「イスラム国」への攻撃 「シリア」で合意し集中作戦を
2015 世界はどう動く 識者に聞く(16)
アルアハラム政治戦略研究所研究員 モハメド・ファイエズ氏(下)
――イスラム諸国は、いかにして、イスラム国からの脅威を避け、「イスラム国」を滅ぼし得るか。
イスラム国からの脅威を避ける方法はたくさんある。まず重要なのは、それぞれの国家が、お互い強くなることだ。どうしてイスラム国が主にシリアとイラクで行動しているのか。それはそれらの国がとても弱いからで、彼らはエジプトでは働けない、なぜなら、国家がとても強いからだ。サウジアラビアも同様、国家がまだ強い。だから第一条件は、国家を強くすることだ。
私が思うに、中東地域においては、サウジやエジプト、ヨルダンがお互い協力し合い、シリアを危機から救い、イラクをもまた助けアフガニスタンも助けるべきだ。
イスラム国は今後、アフガニスタンに焦点を当てると思う。アフガニスタンはイスラム国にとって、とても重要だ。なぜなら、ここにはアルカイダとタリバンがいる。彼らは、より強くなるためにイスラム国を助けると思う。
――イランはイスラム国に対してどう考えているのか。イランの戦略は?
イランは今日、イスラム国を打倒することにはっきりと関心を持っている。
イランは今まで、イスラム国支援に関心を持っていた。シリアとイラクでの出現は、米国をしてシリア政権を攻撃することを困難にしたからだ。
しかし米国がイスラム国打倒を優先すれば、シリア政権との共通の敵を持つことになる。イランはイスラム国を攻撃することによってシリア政権を守ると共に、米国と協調できる。
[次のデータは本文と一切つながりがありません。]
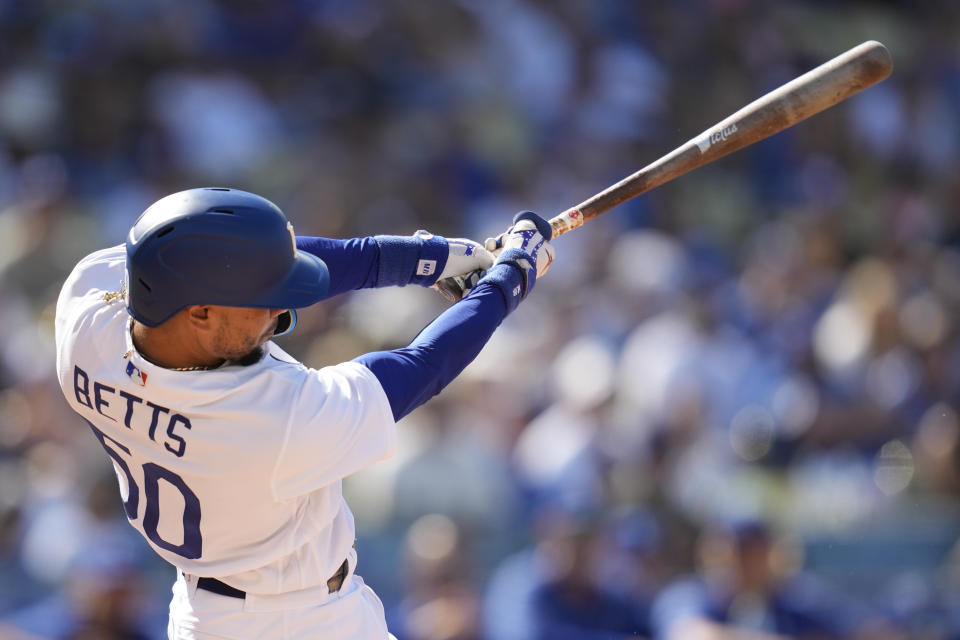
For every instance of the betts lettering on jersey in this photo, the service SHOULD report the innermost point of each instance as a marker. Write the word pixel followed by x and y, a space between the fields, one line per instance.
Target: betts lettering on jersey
pixel 101 397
米国はシリア政権との協力を必要としており、イランがイスラム国打倒に動くことを期待している。ただ、イランとシリアは、短期的にはイスラム国打倒に踏み出すことはないと思う。米国の出方を見て判断するものとみられる。
――欧州連合(EU)はイスラム国壊滅に向けどうすべきか。
私は、欧州連合(EU)はシリア危機に対する彼らの政策を再考することが最初にやるべきステップだと思う。彼らのシリアでのゴールを定めるべきだ。もし彼らがイスラム国打倒とアサド政権打倒を二つとも実現したいのなら、これは難しい。二つの目標は異なっているからだ。もし彼らがシリア国家を維持しイスラム国打倒を優先したいなら、シリアの政治的解決を推し進め、危機を脱すべきだ。少なくともアサド政権を受け入れ、未来のロードマップを、別の政権からではなく、アサド政権からスタートさせるべきだ。その後イスラム国を破壊すべきだ。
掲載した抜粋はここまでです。